Zhang Jian, Qian Jingjing, Wang Pei, Liu Xuan, Zhang Fuhao, Chai Haiting, Zou Quan
School of Computer and Information Technology, Xinyang Normal University, Xinyang, 464000, China.
Yangtze Delta Region Institute (Quzhou), University of Electronic Science and Technology of China, Quzhou, 324003, China.
Adv Sci (Weinh). 2025 Jun;12(23):e2500581. doi: 10.1002/advs.202500581. Epub 2025 Mar 27.
Protein carbonylation refers to the covalent modification of proteins through the attachment of carbonyl groups, which arise from oxidative stress. This modification is biologically significant, as it can elicit modifications in protein functionality, signaling cascades, and cellular homeostasis. Accurate prediction of carbonylation sites offers valuable insights into the mechanisms underlying protein carbonylation and the pathogenesis of related diseases. Notably, carbonylation sites and ligand interaction sites, both functional sites, exhibit numerous similarities. The survey reveals that current computation-based approaches tend to make excessive cross-predictions for ligand interaction sites. To tackle this unresolved challenge, selective carbonylation sites (SCANS) is introduced, a novel deep learning-based framework.

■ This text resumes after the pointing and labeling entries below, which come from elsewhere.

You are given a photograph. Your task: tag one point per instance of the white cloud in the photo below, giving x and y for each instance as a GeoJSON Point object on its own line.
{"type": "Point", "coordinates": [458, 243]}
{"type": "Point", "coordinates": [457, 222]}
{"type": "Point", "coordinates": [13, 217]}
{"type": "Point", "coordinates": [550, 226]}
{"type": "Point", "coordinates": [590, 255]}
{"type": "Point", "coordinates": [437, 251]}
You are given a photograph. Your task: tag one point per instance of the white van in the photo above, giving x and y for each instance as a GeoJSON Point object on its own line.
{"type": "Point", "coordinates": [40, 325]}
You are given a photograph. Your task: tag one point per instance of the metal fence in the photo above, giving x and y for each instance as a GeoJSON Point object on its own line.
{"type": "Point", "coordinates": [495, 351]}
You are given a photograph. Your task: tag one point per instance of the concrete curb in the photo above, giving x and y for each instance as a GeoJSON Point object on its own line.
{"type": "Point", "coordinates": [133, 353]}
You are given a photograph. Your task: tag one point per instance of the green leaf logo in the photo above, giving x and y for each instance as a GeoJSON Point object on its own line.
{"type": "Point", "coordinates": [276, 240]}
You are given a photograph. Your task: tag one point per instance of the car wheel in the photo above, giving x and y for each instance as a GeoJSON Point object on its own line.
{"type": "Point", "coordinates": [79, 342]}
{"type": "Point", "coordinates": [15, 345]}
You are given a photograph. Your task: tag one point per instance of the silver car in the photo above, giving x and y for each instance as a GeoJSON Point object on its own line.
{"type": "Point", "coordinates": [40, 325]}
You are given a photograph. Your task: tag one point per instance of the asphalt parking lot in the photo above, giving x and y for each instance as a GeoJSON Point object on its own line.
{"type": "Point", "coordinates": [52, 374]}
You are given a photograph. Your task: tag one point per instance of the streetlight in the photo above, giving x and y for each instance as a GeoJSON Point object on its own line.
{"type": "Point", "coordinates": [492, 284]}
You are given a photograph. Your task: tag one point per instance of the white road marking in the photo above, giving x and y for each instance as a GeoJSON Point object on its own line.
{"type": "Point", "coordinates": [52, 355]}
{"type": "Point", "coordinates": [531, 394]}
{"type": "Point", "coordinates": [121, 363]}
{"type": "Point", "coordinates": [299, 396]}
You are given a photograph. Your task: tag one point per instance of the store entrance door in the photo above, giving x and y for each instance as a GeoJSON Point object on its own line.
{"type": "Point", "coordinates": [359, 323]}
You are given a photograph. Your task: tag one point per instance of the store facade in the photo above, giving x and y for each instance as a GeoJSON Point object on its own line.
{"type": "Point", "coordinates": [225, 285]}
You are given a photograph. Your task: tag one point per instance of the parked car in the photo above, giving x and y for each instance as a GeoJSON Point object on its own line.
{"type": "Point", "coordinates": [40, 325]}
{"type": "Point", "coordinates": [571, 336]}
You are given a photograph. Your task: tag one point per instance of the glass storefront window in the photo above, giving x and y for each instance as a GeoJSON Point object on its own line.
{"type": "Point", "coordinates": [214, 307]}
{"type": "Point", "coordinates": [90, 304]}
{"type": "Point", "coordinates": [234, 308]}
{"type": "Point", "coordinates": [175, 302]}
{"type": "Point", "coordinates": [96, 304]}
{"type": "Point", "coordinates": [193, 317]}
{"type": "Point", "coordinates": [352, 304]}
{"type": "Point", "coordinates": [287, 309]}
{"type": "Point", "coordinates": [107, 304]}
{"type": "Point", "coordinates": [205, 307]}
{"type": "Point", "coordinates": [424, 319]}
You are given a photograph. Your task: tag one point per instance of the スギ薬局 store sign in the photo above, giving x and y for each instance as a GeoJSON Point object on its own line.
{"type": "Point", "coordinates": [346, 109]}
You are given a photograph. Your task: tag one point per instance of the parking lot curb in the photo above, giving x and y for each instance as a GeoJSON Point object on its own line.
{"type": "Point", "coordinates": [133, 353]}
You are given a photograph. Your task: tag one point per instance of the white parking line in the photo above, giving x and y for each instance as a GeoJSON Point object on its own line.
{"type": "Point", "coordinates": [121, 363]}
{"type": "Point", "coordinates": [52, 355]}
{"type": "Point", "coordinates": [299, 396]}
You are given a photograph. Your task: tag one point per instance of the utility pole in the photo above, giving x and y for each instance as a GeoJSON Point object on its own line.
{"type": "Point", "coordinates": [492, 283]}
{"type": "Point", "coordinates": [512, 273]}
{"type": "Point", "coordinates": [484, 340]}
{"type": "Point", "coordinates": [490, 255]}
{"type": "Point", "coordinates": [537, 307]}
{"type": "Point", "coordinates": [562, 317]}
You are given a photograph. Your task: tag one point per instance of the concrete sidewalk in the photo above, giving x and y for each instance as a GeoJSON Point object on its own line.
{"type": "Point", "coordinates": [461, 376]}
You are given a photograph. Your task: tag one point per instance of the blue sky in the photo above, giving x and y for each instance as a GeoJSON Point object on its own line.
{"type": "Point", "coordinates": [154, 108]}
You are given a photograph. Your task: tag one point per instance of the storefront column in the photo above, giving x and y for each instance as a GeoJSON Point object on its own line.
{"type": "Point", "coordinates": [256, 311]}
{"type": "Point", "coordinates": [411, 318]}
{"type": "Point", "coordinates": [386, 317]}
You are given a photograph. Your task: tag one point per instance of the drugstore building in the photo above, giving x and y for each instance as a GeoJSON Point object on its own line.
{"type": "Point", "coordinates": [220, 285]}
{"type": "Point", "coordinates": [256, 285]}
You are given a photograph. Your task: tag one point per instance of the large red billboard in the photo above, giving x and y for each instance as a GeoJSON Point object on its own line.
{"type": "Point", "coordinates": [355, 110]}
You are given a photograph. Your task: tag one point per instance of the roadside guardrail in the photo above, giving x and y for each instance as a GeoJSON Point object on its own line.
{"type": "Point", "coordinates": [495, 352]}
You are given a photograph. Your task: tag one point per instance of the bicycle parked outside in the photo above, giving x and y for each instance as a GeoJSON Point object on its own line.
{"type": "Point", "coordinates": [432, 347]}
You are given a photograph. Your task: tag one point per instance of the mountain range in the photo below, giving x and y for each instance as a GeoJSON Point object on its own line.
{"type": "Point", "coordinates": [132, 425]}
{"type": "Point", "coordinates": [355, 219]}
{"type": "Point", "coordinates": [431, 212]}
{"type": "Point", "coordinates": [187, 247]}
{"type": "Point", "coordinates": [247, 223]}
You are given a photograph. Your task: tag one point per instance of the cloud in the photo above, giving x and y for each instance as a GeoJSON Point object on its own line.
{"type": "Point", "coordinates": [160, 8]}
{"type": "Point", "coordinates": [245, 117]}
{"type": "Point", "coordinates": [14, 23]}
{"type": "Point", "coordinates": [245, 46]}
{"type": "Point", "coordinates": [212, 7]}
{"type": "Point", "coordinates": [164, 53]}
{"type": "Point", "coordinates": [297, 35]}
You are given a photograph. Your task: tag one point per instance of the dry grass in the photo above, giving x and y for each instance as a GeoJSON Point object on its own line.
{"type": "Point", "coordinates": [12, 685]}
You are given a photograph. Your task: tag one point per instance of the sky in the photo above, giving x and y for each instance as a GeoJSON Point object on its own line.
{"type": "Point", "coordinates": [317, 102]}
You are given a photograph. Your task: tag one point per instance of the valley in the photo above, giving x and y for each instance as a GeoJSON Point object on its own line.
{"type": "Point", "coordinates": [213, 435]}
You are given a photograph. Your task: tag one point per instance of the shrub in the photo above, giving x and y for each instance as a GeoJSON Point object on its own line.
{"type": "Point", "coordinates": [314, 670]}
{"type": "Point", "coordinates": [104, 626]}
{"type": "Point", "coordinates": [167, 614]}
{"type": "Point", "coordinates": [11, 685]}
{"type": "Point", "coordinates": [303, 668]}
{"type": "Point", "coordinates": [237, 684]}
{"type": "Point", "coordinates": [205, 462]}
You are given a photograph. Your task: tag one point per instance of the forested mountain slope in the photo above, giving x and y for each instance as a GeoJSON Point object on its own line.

SCANS employs a multilevel attention strategy to capture both local (segment-level) and global (protein-level) features, utilizes a tailored loss function to penalize cross-predictions (residue-level), and applies transfer learning to augment the specificity of the overall network by leveraging knowledge from pretrained model. These innovative designs have been shown to successfully boost predictive performance and statistically outperforms current methods. Particularly, results on benchmark testing dataset demonstrate that SCANS consistently achieves low false positive rates, including low rates of cross-predictions. Furthermore, motif analyses and interpretations are conducted to provide novel insights into the protein carbonylation sites from various perspectives.

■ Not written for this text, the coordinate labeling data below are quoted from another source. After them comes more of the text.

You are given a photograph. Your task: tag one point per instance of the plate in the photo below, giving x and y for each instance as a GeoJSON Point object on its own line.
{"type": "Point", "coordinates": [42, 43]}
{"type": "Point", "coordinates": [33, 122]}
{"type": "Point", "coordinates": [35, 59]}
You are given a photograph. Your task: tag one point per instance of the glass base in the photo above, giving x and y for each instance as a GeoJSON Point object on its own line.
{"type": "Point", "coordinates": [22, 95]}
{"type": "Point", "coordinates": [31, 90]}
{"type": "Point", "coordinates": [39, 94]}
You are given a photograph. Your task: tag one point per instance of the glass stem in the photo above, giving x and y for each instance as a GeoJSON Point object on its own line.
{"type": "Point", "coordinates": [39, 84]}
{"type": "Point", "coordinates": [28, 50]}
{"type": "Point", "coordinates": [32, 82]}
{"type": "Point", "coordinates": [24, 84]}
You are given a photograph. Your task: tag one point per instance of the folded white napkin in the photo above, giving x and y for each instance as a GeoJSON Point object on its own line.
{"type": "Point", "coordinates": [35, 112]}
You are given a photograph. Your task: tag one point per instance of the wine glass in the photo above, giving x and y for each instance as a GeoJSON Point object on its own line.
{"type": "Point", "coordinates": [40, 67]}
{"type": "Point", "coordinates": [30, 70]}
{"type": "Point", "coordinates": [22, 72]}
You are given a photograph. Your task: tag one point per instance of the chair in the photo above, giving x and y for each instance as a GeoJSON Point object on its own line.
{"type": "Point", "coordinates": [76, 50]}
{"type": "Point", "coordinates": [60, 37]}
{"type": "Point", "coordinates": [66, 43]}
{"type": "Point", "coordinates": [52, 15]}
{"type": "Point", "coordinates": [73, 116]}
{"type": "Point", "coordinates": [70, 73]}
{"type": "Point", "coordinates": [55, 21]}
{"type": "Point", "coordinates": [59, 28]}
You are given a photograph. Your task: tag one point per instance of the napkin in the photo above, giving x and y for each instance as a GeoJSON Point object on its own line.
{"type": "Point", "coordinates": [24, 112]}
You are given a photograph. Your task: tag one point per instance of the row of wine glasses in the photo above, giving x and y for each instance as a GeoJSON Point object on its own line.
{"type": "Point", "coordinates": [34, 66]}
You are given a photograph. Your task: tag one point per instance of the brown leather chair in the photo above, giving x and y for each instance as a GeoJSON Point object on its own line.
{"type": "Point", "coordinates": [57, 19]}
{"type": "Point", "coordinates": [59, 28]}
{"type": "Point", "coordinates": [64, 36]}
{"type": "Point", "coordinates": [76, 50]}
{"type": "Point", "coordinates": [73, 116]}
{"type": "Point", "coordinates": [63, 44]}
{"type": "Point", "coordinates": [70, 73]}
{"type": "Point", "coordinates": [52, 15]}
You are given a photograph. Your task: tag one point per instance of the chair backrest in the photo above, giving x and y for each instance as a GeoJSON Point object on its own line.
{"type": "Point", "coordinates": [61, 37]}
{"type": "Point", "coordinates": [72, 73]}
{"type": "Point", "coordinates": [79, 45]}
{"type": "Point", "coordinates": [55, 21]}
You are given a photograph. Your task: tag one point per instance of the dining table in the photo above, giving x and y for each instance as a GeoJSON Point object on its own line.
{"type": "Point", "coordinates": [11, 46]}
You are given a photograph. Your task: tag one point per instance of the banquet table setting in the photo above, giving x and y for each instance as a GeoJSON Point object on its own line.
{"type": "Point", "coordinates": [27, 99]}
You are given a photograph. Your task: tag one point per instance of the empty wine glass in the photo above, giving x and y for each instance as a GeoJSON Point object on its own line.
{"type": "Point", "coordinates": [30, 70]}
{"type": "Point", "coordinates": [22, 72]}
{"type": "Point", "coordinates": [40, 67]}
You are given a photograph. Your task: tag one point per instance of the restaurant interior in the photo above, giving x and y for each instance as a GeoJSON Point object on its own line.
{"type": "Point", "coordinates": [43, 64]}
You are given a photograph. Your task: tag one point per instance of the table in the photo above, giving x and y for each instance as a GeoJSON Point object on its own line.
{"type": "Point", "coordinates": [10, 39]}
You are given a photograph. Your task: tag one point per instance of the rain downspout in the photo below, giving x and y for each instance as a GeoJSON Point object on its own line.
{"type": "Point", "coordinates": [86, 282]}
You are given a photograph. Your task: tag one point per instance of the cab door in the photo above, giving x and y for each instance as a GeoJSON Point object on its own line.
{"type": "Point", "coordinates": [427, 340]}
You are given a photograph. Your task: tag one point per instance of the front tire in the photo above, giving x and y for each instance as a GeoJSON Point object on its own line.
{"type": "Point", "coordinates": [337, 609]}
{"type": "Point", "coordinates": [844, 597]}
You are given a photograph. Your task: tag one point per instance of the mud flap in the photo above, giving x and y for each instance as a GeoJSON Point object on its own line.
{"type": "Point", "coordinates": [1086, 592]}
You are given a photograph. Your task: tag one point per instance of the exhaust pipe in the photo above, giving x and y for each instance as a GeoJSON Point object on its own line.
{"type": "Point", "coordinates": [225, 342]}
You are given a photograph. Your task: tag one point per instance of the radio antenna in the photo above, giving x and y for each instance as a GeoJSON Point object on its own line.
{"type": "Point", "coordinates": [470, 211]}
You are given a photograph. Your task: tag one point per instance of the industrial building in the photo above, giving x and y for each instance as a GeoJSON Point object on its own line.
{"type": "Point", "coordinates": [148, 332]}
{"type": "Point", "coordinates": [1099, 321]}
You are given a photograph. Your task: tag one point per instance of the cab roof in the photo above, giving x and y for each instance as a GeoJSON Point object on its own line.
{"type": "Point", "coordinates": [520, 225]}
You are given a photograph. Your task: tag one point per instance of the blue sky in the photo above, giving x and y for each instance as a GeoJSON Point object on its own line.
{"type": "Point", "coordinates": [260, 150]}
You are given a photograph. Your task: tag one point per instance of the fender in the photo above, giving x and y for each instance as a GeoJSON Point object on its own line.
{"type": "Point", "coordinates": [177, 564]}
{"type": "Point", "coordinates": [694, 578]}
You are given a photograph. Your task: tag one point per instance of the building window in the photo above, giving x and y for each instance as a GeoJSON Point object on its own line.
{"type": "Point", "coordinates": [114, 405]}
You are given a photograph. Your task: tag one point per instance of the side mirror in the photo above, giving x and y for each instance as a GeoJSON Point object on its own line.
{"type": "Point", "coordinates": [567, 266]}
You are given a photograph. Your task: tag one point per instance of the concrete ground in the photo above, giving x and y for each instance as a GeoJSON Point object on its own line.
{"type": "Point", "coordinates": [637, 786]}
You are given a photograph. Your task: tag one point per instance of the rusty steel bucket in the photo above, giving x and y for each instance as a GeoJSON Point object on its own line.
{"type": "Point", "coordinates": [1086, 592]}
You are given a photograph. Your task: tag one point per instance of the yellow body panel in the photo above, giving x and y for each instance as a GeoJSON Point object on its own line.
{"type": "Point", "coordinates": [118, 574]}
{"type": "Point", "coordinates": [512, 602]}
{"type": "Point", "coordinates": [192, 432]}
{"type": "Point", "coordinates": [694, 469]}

蛋白质羰基化是指蛋白质通过连接羰基而发生的共价修饰,羰基源于氧化应激。这种修饰具有生物学意义,因为它会引发蛋白质功能、信号级联反应和细胞稳态的改变。准确预测羰基化位点有助于深入了解蛋白质羰基化的潜在机制以及相关疾病的发病机制。值得注意的是,羰基化位点和配体相互作用位点这两个功能位点有许多相似之处。调查显示目前基于计算的方法往往对配体相互作用位点进行过多的交叉预测。为应对这一未解决的挑战,引入了选择性羰基化位点(SCANS),这是一个基于深度学习的新颖框架。SCANS采用多级注意力策略来捕捉局部(片段级)和全局(蛋白质级)特征,利用定制的损失函数来惩罚交叉预测(残基级),并应用迁移学习通过利用预训练模型的知识来增强整个网络的特异性。这些创新设计已被证明能成功提高预测性能,并且在统计上优于当前方法。特别是,在基准测试数据集上的结果表明,SCANS始终保持低误报率,包括低交叉预测率。此外,还进行了基序分析和解读,以便从不同角度为蛋白质羰基化位点提供新的见解。